AI in Engineering Education: Lessons from ECEDHA 2026

At the Electrical and Computer Engineering Department Heads Association (ECEDHA) 2026 conference, I had the chance to sit down with several professors to talk about a question that’s on a lot of our minds right now: how do we teach AI (especially edge AI) in electrical and computer engineering programs without losing the fundamentals that make engineers effective? Across these conversations, a few common themes emerged. First, AI is no longer optional for ECE students. However, integrating it into the curriculum is messy, context-dependent, and still evolving. Faculty are wrestling with when to introduce AI tools, how to balance theory with practice, and how to prepare students for an industry that increasingly expects both software and hardware fluency.

Sid Deliwala: Teaching Edge AI Through Project-Based Learning

Sid Deliwala from the University of Pennsylvania takes a top-down approach by introducing AI concepts early (freshman or sophomore years) through project-based learning. Rather than waiting for students to build a full theoretical foundation, his approach is to get them building quickly using tools like Raspberry Pi, basic computer vision, and simple AI integrations. The goal is to spark curiosity and show what’s possible.

What’s particularly interesting is how this top-down exposure naturally leads students to discover the limits of their knowledge. When their projects hit performance bottlenecks (e.g. process video in real time) they begin to understand why hardware constraints, optimization, and deeper theory matter. This creates a strong motivation to engage with more advanced material later in the curriculum. He also emphasizes that hands-on labs, group projects, and practical assessments may become even more important in a world where AI can easily generate code or written answers.

Omiya Hassan: Bridging AI and Hardware in Engineering Education

Omiya Hassan from Boise State brings a more hands-on, curriculum design perspective, especially around edge AI systems and hardware acceleration. One of the biggest gaps she sees in students entering graduate programs or industry is a lack of understanding of how AI actually works (at the model level and at the hardware level). ECE students often lack exposure to machine learning, while computer science students may not understand the hardware their models run on.

Her approach is to explicitly bridge that gap by pairing students from different backgrounds and structuring courses to move from software concepts (models, training, evaluation) into hardware concepts (memory, compute, accelerators). This cross-disciplinary collaboration mirrors what happens in industry and helps students learn not just technical skills, but how to communicate across domains. Another key takeaway is her nuanced stance on LLMs: they can be powerful tools in advanced courses, but their use should be intentional and aligned with learning goals, not a shortcut around understanding.

Mario Simoni: AI in Electrical and Computer Engineering

In this conversation with Mario Simoni, Department Head at Rose-Hulman Institute of Technology (RHIT), we focused on the big-picture challenge: how AI fits into the broader ECE curriculum. One of the key takeaways is that ECE’s role in AI is not just about using models, but rather it’s about understanding how those models interact with physical systems. That includes everything from running inference on resource-constrained hardware to designing energy-efficient infrastructure that can support large-scale AI workloads.

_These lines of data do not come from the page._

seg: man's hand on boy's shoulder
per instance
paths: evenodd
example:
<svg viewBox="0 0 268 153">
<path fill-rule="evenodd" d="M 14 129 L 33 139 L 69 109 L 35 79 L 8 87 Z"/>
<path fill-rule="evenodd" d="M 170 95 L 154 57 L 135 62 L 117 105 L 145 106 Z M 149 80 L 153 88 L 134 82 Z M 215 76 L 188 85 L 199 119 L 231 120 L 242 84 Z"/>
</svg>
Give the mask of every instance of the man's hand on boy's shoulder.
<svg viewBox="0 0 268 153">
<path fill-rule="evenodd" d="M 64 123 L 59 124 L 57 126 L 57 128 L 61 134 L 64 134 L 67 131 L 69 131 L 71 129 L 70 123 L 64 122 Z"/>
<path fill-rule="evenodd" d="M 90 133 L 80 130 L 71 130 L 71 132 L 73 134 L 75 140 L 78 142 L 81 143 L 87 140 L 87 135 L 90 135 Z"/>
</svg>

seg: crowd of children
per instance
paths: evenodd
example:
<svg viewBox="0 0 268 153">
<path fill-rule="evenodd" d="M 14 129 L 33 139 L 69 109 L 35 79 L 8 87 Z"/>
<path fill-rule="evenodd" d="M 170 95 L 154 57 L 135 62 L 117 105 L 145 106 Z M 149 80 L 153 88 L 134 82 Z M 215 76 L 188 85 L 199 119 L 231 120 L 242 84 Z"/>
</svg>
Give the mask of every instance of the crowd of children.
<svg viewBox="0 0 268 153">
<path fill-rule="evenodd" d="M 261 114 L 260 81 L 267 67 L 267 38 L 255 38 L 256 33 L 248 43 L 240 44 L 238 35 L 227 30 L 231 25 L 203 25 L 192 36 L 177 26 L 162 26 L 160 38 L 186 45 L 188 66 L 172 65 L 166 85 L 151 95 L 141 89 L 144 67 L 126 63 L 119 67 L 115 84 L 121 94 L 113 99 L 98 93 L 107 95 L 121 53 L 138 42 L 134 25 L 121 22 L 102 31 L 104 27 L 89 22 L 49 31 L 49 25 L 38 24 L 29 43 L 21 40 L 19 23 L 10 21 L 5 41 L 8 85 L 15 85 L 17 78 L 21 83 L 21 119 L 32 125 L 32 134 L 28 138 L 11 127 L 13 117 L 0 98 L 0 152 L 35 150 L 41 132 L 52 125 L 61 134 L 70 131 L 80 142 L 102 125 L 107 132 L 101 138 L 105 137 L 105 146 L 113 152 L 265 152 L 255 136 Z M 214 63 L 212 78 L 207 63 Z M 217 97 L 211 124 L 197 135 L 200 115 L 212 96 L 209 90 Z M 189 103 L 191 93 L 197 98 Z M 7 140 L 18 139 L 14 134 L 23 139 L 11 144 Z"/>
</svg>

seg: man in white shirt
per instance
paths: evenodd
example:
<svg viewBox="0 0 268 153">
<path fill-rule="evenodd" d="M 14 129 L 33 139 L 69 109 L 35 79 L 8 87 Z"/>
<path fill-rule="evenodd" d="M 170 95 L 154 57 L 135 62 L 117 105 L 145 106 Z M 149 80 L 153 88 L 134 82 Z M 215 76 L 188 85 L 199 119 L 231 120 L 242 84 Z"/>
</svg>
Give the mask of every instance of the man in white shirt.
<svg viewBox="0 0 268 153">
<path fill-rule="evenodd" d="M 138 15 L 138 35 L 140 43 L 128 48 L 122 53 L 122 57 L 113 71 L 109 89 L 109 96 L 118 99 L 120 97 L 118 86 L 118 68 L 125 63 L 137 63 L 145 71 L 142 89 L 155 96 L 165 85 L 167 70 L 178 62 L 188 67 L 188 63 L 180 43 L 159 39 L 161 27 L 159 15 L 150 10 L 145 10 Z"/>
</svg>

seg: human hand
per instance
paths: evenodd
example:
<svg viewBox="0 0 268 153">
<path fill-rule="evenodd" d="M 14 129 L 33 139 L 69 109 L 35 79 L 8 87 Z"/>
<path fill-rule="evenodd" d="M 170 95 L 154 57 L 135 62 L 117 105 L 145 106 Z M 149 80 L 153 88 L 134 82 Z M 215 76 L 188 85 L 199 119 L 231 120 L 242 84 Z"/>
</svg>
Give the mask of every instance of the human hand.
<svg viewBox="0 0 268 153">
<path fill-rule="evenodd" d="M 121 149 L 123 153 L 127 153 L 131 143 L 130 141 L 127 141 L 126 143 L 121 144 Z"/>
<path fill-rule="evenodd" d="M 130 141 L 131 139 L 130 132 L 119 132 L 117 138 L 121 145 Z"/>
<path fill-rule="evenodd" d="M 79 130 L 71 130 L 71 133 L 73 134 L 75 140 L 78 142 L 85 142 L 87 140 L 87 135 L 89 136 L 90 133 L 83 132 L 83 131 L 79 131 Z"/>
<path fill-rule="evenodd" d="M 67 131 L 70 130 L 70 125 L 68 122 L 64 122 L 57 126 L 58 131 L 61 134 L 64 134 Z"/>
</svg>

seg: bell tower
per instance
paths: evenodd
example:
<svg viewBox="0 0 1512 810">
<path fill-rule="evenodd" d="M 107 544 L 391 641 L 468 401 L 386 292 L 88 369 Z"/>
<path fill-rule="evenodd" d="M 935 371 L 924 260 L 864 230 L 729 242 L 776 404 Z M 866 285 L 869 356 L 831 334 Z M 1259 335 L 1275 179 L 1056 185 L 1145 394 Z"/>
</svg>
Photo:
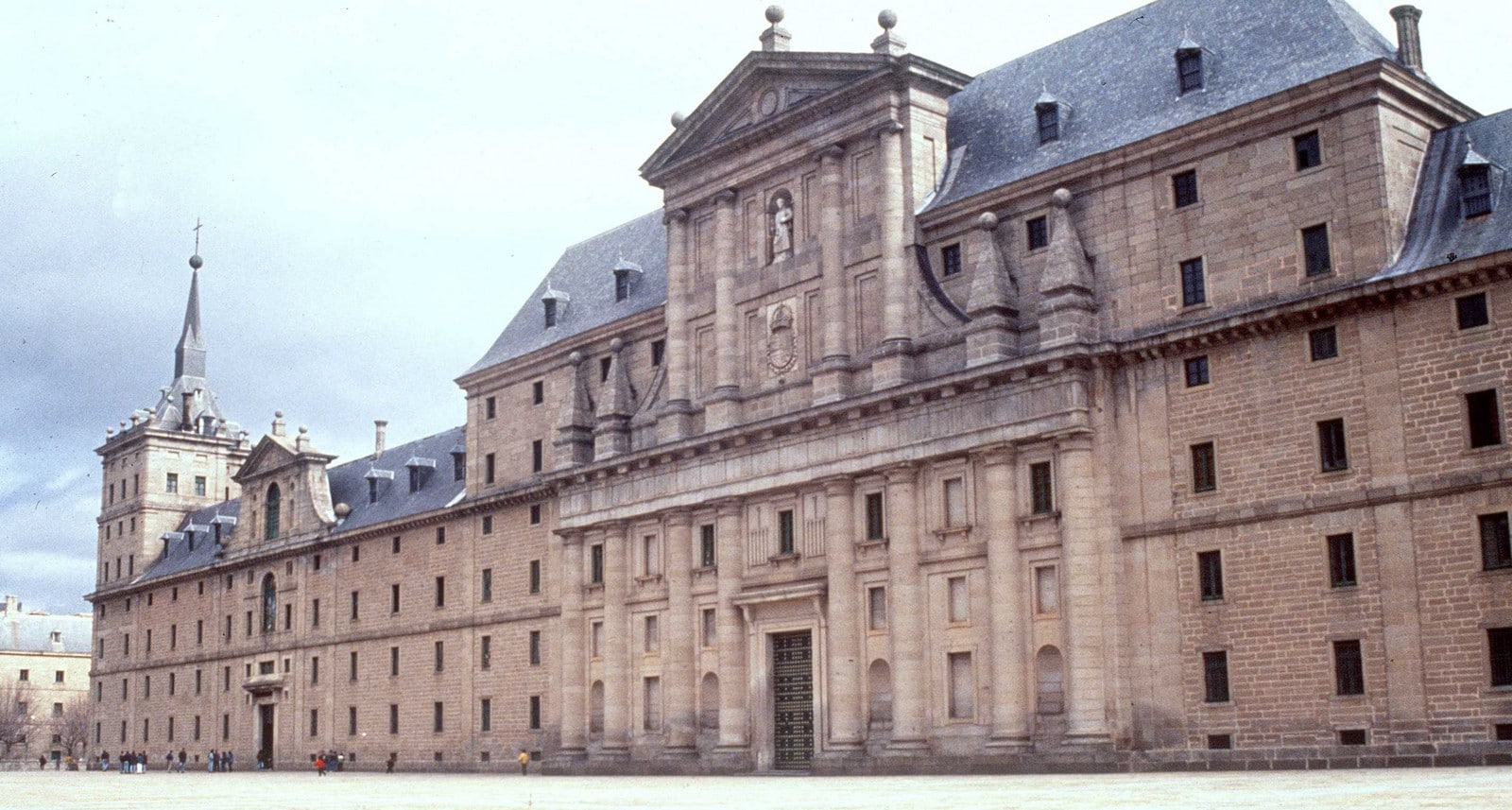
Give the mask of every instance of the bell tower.
<svg viewBox="0 0 1512 810">
<path fill-rule="evenodd" d="M 162 556 L 163 533 L 187 512 L 240 494 L 231 476 L 246 459 L 246 432 L 227 422 L 206 376 L 198 231 L 197 224 L 172 384 L 159 388 L 154 405 L 107 428 L 95 449 L 101 458 L 97 589 L 147 571 Z"/>
</svg>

A major tension he highlights is the balance between teaching foundational skills and introducing powerful tools like LLMs. If students rely too heavily on AI too early, they risk never developing the intuition needed to be effective engineers. But if programs ignore AI entirely, graduates will be unprepared for industry. His suggestion (and one I heard throughout the conference) is a staged approach: restrict AI use in early courses where students are building fundamentals, and gradually introduce it as a tool once they have something meaningful to “multiply.”

Conclusion: Finding the Balance

Taken together, these conversations highlight that there’s no single “right” way to integrate AI into ECE education. Instead, we’re seeing a spectrum of approaches (from bottom-up fundamentals-first models to top-down, project-driven exploration) with most educators trying to find a balance somewhere in between. What seems clear is that AI should be treated as both a subject of study and a tool, introduced thoughtfully based on where students are in their learning journey.

For educators, a few themes stand out. First, fundamentals still matter. Second, edge AI provides a natural home for ECE programs by connecting algorithms to real-world constraints like power, latency, and memory. Finally, hands-on, interdisciplinary learning is becoming increasingly important, both to mirror industry practice and to give students a deeper, more intuitive grasp of the systems they’re building. We’re still early in figuring this out, but conversations like these are a good step toward shaping what the next generation of engineering education might look like.